生きものの調査に関してですが、次のような経緯があります。



2008年にハスが菊名池の全水面を優占して以来、菊名池に昔から生息している生きものたちは絶滅またはそれに近い状態となっていました。
それが今年2011年はバンが7年ぶりに子育てをしたり、今回調査(2011年9月27日調査)でトウヨシノボリが1匹のみ確認されたりなど少しずつは回復してはいます。
しかし、限界もあることは確か。
以前のような生息に適した環境ではないのに、なんとか適応し子孫を絶やさないようにしようとする野生生物の力強さに、私たちがどう応えるかだと思います。

菊名池の生きもの自然調査報告(前半)

2011年10月09日 07時17分09秒 | 2-4.菊名池
9月27日、菊名池の簡単な生きもの自然調査を行ないました。
これは「菊名池公園の自然と生きもの展」終了後の課題として考えていたことの一つです。
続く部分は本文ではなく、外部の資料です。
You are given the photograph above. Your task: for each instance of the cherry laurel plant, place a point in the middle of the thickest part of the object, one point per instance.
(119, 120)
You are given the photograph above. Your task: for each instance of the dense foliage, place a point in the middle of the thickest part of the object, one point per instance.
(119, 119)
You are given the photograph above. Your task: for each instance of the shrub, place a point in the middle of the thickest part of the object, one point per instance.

23日の活動の樹名板を付ける活動に参加の方々に、この調査の参加も呼びかけたのですが、なかなか人が集まりません。
当日9時からを予定していましたが、午後2時から行なうよう変更しました。
参加者は私のほか、菊名池の自然環境保全に強い関心を寄せる地域住民の古川さんと、港北土木事務所の職員の方となりました。

9時過ぎに一時撤退作業をしていると、小学校の児童たちが先生に連れられて自然観察を始めました。
私はサービス精神で、池の中の小魚や小エビを捕獲して見せることにしました。
公園内に生えている野草たちにも目を向けてもらえるよう、「ここにもこんなのがあるよ。」などと声をかけ、質問にも答えるようにしました。
興味を持って聞いてくれたので、調査の参加者に見せようと用意していた昔の菊名池の写真なども見せたところ、大変関心を持って見てくれました。
このように地域に残された貴重な自然にふれながら学ぶ自然体験学習は、子供たちの健全な育成のため、また大人が自然の素晴らしさや大切さを再認識するためにも、とても大切なことで、地域の自然を守っていく土台になもなります。
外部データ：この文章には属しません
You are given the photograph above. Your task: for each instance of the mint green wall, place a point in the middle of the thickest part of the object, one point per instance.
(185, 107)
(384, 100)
ところが、子供たちに話をしている私に向かって突然「子供たちの前で柵の中に入るのは良くないねぇ!」と文句をつけてきた通りがかりの人がいたのです。
私が「子供たちに池の生きものを説明するのに入っているんです。」と説明しても「許可は取ってるのか?!」などととしつこくからんできます。
「子供たちに授業の一環で生きものの説明をしてるので妨害になります。やめてください。」
「許可は港北土木事務所に取ってるので。」と言っても納得せず引き下がりません。
「港北土木事務所に電話してください!」と3度ほど強く言うと、ようやくあきらめたのか、去って行きました。
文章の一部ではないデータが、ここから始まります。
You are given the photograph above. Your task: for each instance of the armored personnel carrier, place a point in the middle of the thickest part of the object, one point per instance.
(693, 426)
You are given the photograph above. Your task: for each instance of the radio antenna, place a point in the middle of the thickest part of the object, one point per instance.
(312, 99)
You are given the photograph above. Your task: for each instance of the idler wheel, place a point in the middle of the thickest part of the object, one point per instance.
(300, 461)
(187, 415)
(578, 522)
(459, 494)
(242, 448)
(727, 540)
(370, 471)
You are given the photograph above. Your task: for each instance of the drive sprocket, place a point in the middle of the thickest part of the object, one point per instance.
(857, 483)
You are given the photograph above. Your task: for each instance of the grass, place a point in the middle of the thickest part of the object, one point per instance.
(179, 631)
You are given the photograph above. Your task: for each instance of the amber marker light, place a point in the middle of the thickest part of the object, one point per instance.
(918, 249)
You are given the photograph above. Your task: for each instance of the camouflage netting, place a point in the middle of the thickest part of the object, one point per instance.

活動目的等を理解しようともせず、この人は一体どういう立場でこんなことをしてきたのでしょうか。
嫌がらせだと思います。子供たちもいるのに大変迷惑しました。
この人も会社や家庭で何かあってイライラしていたのかも知れませんが、八つ当たり的な行為は他人に迷惑をかけずにやってほしいと思います。
子供たちには、「自然のことを勉強するためにみんなでやっているので、いいのです。酔っ払いみたいだね。」とアフターフォローしておきました。

菊名池には時折こうした人もいるようです。
菊名池公園の自然や生きものたちとふれあう活動が安全に楽しくできるよう、管理行政や地域との間などで協力体制をつくることも必要だと思います。